The years following Rio led to an extreme personal journey, during which Campbell found a strength she never knew she had.

“I used that moment to make positive changes to my life, as opposed to letting it stop me,” she says. “I nearly retired from the sport – I left it, and I didn’t want anything to do with it. But I came back.”

Kaylee McKeown, Chelsea Hodges, Emma McKeon and Cate Campbell win gold in the Women's 4 x 100m Medley Relay Final at the Tokyo 2020 Olympic Games in 2021. Picture: Xavier Laine/Getty Images
Kaylee McKeown, Chelsea Hodges, Emma McKeon and Cate Campbell win gold in the Women's 4 x 100m Medley Relay Final at the Tokyo 2020 Olympic Games in 2021. Picture: Xavier Laine/Getty Images

What followed wasn’t a glory story of redemption but an athlete on a journey of belief. So in Tokyo in 2021, when Campbell took bronze in the 100m freestyle, she felt like she had won. “That bronze medal to me represents overcoming so much and being able to deliver my best performance under the bright lights in the moment of pressure when it mattered, which is what I hadn’t been able to do in Rio,” she says.

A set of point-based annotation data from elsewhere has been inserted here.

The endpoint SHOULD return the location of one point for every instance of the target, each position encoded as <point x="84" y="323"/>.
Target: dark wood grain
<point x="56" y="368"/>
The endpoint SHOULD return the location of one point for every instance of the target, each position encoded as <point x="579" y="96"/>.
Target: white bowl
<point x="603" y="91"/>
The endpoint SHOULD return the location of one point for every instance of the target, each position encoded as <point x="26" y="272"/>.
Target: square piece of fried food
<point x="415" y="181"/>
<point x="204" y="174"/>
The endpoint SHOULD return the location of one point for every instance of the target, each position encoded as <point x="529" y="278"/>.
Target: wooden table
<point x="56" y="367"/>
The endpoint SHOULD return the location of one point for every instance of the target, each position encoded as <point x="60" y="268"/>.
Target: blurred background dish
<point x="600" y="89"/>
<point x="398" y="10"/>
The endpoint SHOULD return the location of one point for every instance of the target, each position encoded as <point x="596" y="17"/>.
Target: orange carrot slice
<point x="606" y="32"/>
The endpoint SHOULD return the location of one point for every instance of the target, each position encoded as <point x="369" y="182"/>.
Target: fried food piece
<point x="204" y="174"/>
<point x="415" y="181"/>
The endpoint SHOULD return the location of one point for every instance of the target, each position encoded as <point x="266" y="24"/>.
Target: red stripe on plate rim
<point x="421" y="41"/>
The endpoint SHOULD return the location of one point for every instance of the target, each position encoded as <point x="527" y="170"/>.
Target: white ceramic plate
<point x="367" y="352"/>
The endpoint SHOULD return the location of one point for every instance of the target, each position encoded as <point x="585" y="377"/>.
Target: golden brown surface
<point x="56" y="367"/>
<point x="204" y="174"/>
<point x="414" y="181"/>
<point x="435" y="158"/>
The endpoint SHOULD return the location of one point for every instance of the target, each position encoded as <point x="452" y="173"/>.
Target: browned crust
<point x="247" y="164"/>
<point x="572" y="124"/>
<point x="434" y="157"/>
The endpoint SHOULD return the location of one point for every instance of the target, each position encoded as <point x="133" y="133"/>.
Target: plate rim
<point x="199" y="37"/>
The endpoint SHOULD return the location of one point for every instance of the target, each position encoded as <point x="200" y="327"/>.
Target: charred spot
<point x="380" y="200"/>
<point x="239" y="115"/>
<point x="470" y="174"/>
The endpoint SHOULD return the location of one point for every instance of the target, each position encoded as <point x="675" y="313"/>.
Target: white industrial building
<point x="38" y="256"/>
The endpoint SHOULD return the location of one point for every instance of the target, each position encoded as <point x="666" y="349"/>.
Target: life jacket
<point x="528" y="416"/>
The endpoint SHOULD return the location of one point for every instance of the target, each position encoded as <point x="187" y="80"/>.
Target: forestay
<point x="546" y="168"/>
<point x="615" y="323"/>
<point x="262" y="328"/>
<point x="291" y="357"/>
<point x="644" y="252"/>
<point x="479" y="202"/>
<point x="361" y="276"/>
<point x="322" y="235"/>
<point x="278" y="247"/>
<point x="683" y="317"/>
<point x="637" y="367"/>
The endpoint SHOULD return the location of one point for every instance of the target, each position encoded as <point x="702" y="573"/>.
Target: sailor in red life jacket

There was an even greater significance for Campbell, because of what she overcame to get there. In the months leading up to the Tokyo Games, Campbell was diagnosed with depression and – just five weeks out – she was prescribed antidepressants. It was, she says, one of the hardest and loneliest periods of her life.

“There was a lot going on and I just reached a place where I felt like I couldn’t cope any more,” says Campbell, who stayed on the medication for a long time but is off it now. “It took me way longer than it should have to reach that point where I sought help. I’ve now realised that being unwell is not a weakness.”

We’ve watched the wins, losses and the medals, but what we haven’t been able to see is the most powerful part of Campbell’s story: her unshakeable resilience and refusal to quit.

Few could match the intensity of Campbell’s commitment to a sport where the difference between success or failure is defined by razor-thin margins.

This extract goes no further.